The Geraghty and Ward victories in particular will give Tennyson, his team and fans confidence this weekend as Farmer's style is not dissimilar.

“I’ve been against similar styles in some of my previous fights, real tricky customers,” Tennyson agreed.

“That has been good as it’s given us something to work on in terms of styles, so I am well prepared for Farmer’s style.”

The Philadelphia southpaw has also had to build his career away from the glitz and glamour of the big nights early on and at one point, held a very modest 7-4-1 record.

Yet, like Tennyson he rebuilt his career, going onto win 18 in-a-row before getting the title shot against Kenichi Ogawa in December 2017.

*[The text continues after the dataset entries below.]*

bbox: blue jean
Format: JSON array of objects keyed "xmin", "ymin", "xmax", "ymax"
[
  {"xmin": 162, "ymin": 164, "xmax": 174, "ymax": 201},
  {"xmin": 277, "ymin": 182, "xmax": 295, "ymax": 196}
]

While the vacant strap went to the Japanese fighter on the night, it was soon vacant again following a failed drugs test by Ogawa and in August, Farmer made no mistake when out-pointing Billy Dib.

The Tennyson fight was made, but a Twitter exchange with WBA champion, Gervonta Davis suggested Farmer was set to pull the plug to instead set-up a unification showdown with the Baltimore banger.

“I didn’t pay too much attention,” he countered.

“I saw him saying he would pull out to fight Gervonta, but I think it boils down to him now knowing what he has signed up for.

“Once I beat him, his fight with Gervonta is out the window and I think he’s worried about that. I’m a lot bigger and a lot stronger than him so it’s going to be a tough night’s work for him.”

No longer baby faced, Tennyson has evolved into a full-blown ‘Assassin’ with 18 of his 22 wins inside the distance and it’s this punching power that gives him every chance of victory.

Getting inside Farmer’s southpaw jab will be the key to victory, but he did that when defeating Geraghty and he believes he can do so again.

“I’m going out there prepared for 12 hard rounds,” he insists.

“My fitness levels are unbelievable and I’m in a really good place to be able to go for the duration of the fight. But if I catch him, it could be an early night for me. I’m not putting on my eggs in one basket though, I can’t.

“He is a tricky customer, so I know I have to go in there open-minded and prepared for a hard fight.”

Tennyson enjoys a huge advantage in terms of size and this was evident at the launch of Saturday’s card when a head-to-head photo highlighted just how physically bigger he is than Farmer.

“I was surprised at how small he looked,” he agreed.

“You would think he was a weight class or two below me. I shook hands with him and his coach and the coach didn’t really know who I was. He looked at me and asked what weight I was fighting at and then Farmer told him I was the opponent, so I think they were surprised at my size too.”

Tennyson has been the underdog from the very start of his career, but yet here he is, bigger and stronger than before.

That strength and power are his keys to victory. While he may be behind on the cards early, just like against Ward and Geraghty, he could find a home for those big shots that will land him the world title he has always dreamed of.